Many of her fellow cadets are likely to go on to complete conversion courses in a few years, and fly the Hermes 450's "older brother," the Hermes 900, Gal added.
Capt. Gal began her IAF service as a flight simulator instructor in 2008, before becoming an air force flight controller, a demanding job that requires constant and full alertness.
Later, after becoming an officer, she served in the flight control tower of Palmahim air base, south of Rishon Lezion, from where the air force controls most of its drone traffic.
During the 2014 Gaza conflict, she returned to the flight control tower, this time as its commander.
Capt. Gal then set her sights on studying aerodynamic engineering in the civilian world, before her base commander called her for a meeting. He tried to convince her to stay on in the IDF, she recalled.
During that conversation, "the idea came to me to become involved in aerodynamics on the operational, rather than the theoretical side," Gal said. She then had to battle a great deal of military bureaucracy before being able to pursue her new goal.
Most drone operators are cadets who were unable to complete their pilot training course. "My story is different," Capt. Gal said.
Lt. Omer (full name withheld) will soon be flying air force Blackhawk helicopters on search and rescue missions. During his flights, his aircraft will contain members of the 669 rescue unit.
Omer completed a three-year training program, which began with 700 would-be cadets trying to get in, and will end on Wednesday with 30 pilots.
"We spent the first year on the ground, doing basic training and undergoing an officer's course," he recounted. Only a few training flights occurred at this time, to ensure that the cadets are cut out for life high up above.
In the second year, cadets began training flights for six months, but then, stopped flying, and hit the books, completing a BA and pursuing further academic research.

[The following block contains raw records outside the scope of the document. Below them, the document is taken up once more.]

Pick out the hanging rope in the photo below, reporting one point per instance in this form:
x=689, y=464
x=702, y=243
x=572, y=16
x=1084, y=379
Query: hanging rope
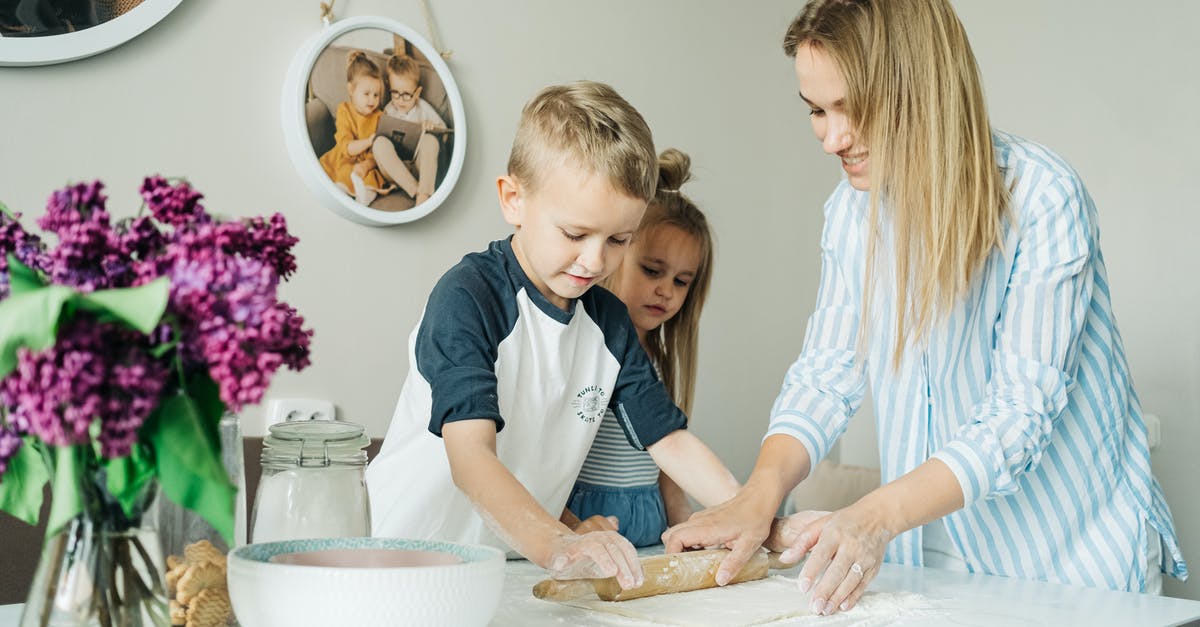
x=433, y=33
x=327, y=12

In the third year, the remaining cadets took to their respective aircraft, Omer said. "A year from today, we will become operational, and go on duty shifts," he said.

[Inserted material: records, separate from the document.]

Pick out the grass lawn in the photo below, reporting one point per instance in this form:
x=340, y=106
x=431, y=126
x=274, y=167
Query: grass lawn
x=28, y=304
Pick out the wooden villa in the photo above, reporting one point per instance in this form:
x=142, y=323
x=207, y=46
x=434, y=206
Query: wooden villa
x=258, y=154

His missions will include transporting infantry units across enemy territory, and rescuing downed pilots. "Since we will have to operate under fire, we are defined as combat pilots in every sense. We are close to the ground, and exposed to RPG and light weapon fire. We have to be able to deal with these threats," Omer said. "We can move large infantry forces around, day or night," he added.

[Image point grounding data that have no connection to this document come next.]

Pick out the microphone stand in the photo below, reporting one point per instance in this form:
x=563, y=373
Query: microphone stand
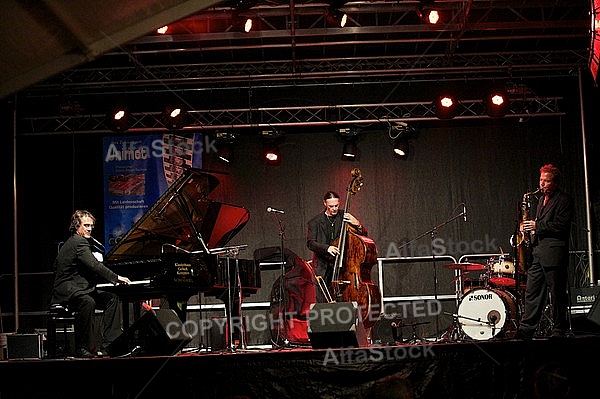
x=283, y=303
x=432, y=233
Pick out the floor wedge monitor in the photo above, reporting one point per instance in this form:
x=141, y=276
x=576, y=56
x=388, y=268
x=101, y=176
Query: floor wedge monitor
x=156, y=333
x=336, y=325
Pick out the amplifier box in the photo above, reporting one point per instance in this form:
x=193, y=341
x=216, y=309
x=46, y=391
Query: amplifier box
x=584, y=295
x=24, y=346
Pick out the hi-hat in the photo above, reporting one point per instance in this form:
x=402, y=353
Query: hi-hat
x=465, y=266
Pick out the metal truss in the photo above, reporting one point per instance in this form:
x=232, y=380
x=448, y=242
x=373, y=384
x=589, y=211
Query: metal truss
x=289, y=117
x=294, y=50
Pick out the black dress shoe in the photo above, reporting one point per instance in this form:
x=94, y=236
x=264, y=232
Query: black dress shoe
x=520, y=335
x=557, y=334
x=84, y=353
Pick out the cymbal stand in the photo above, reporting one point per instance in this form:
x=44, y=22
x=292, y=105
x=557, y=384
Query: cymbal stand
x=234, y=303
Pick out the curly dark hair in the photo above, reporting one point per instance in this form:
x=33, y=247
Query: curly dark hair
x=76, y=219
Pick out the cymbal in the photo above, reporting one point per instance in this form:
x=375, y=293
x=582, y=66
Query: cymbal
x=465, y=266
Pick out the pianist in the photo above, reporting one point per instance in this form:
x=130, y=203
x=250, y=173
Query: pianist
x=77, y=269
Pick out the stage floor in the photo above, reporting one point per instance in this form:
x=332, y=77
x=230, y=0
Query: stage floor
x=495, y=368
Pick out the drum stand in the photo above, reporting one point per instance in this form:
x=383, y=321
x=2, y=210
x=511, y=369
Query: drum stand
x=414, y=339
x=454, y=333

"We have to be able to reach downed pilots anywhere. These are things we trained for in our course," he said. Blackhawk pilots are also trained to take part in civilian rescue missions, for stranded or wounded travelers in the mountains or deserts.
Although he did not have the choice on whether to fly the Blackhawk or another aircraft, Omer said, "I am very happy to be here, because I think the mission we will take part in will be close to the ground, and close to the people we will help."